Capítulo 6
Aparentaba unos sesenta y cinco años. Era más bien bajito, sobre el metro setenta y cinco, y estaba bastante en forma. Su pelo gris muy crespo, más ralo hacia la coronilla, formaba un triángulo con las entradas, que hacía que su frente pareciera más grande de lo normal. Tras las gafas redondas con montura metálica, sus ojos eran de un marrón casi negro. Llevaba un terno azul marino de raya diplomática muy bien cortado, probablemente de una marca conocida, como Brooks Brothers, una camisa blanca bien planchada, sencilla y sin marca, y una corbata de Turnbull amp; Asser con rayas finas de color azul oscuro. Los zapatos eran unos Bally de lo más clasicón. El reloj que llevaba en la pulsera derecha era un Bulgari de oro un poco chillón, pero que hacía juego con el anillo de Yale del índice izquierdo. No llevaba alianza, y olía un poco a Lagerfeld.
Alguien había cogido una gumía o daga marroquí, curva y de unos veinticinco centímetros, y se la había metido en la boca, seccionando el paladar y penetrando en el cerebro. La parte visible de la hoja sobresalía entre los labios como una especie de lengua repulsiva, negra y plateada, mientras la larga guarnición de metal labrado mantenía la cabeza un poco por encima del cartapacio verde de cuero y fieltro que cubría el antiguo escritorio. Había muy poca sangre. Para fijarse en detalles como ésos era para lo que cobraba el teniente Vincent Delaney, de la brigada especial.
Según el letrero de la puerta del despacho, el muerto de la daga en la boca era Alexander Crawley, director del museo Parker-Hale, situado en la esquina de la calle Sesenta y cinco y la Quinta Avenida, justo delante del zoo de Central Park. Delaney echó un vistazo por las ventanas altas que había al otro lado del despacho. Las anticuadas cortinas de terciopelo verde estaban abiertas, sujetas con cintas del mismo material y color. Quizá un babuino del zoo hubiera presenciado los hechos, pero Delaney lo dudó.
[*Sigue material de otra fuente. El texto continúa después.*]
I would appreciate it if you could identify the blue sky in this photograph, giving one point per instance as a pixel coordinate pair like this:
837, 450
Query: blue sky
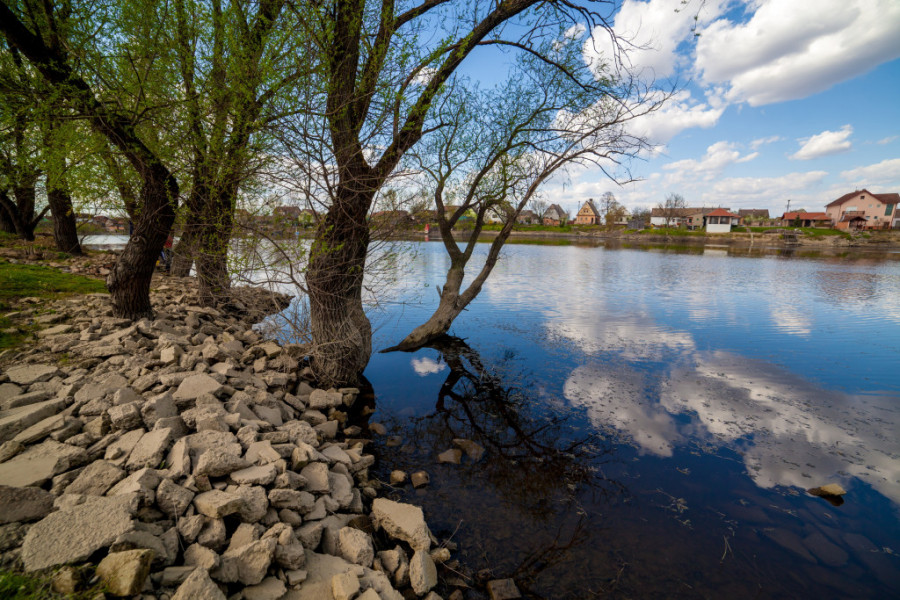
778, 100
A él nunca le caían esas brevas. De hecho, nunca había estado en el zoo de Central Park, o sea que ni siquiera podía asegurar que hubiera babuinos.
Compartía la sala con otras cuatro personas: Singh, del departamento forense, Don Putkin, el especialista en pruebas, Yance, el fotógrafo, y el sargento William Boyd, su colega, gordo y mal vestido. Billy estaba mirando la boca abierta del muerto, mientras Singh hacía girar un poco el cuello para comprobar si había rigor mortis. Resultó que no. Abajo, en la fiesta del vestíbulo, novecientos sospechosos de tiros largos bebían martinis y se extrañaban de que tardaran tanto los entrantes. Todos peces gordos, empezando por el gobernador y el alcalde. Delaney suspiró. Menudo hueso le había tocado.
—¿Qué, Singh, qué dices?
El del departamento forense levantó la vista y se encogió de hombros.
—Llevará muerto una hora, hora y pico. Aún no hay rigor mortis. Le han estrangulado, probablemente con un trozo de nailon. De momento he recogido algunas fibras, pero pocas. Para resumir: se le ha acercado alguien por detrás y le ha retorcido el cuello.
—¿La daga te dice algo?
—Sí, que no es paquistaní ni india. Demasiado larga. Probablemente bereber. Por la pinta de los adornos, tiene que ser árabe.
—Has dicho que le han estrangulado —dijo Billy sin apartar la vista de la daga—. ¿No le han clavado el cuchillo?
—Puede que haya sido algún ritual, porque la introducción de la daga se ha hecho cuando la víctima ya estaba muerta.
—Algún chalado —dijo Delaney.
—Eso ya no lo tengo que decidir yo. —Singh volvió a encogerse de hombros—. Igual es que no le gustaba el arte.
Delaney vio la luz intermitente de su teléfono móvil, que se puso a tocar la música de Los Simpson. Lo había programado en broma su hija adolescente. Ahora, cada vez que sonaba, Delaney veía a Bart yendo por Springfield en monopatín. Lo abrió, escuchó un rato, soltó un par de gruñidos y lo cerró de golpe.
Miró a Billy.
—Ve a enterarte de si aquí hace prácticas una tal Ryan, ¿vale? Finn Ryan.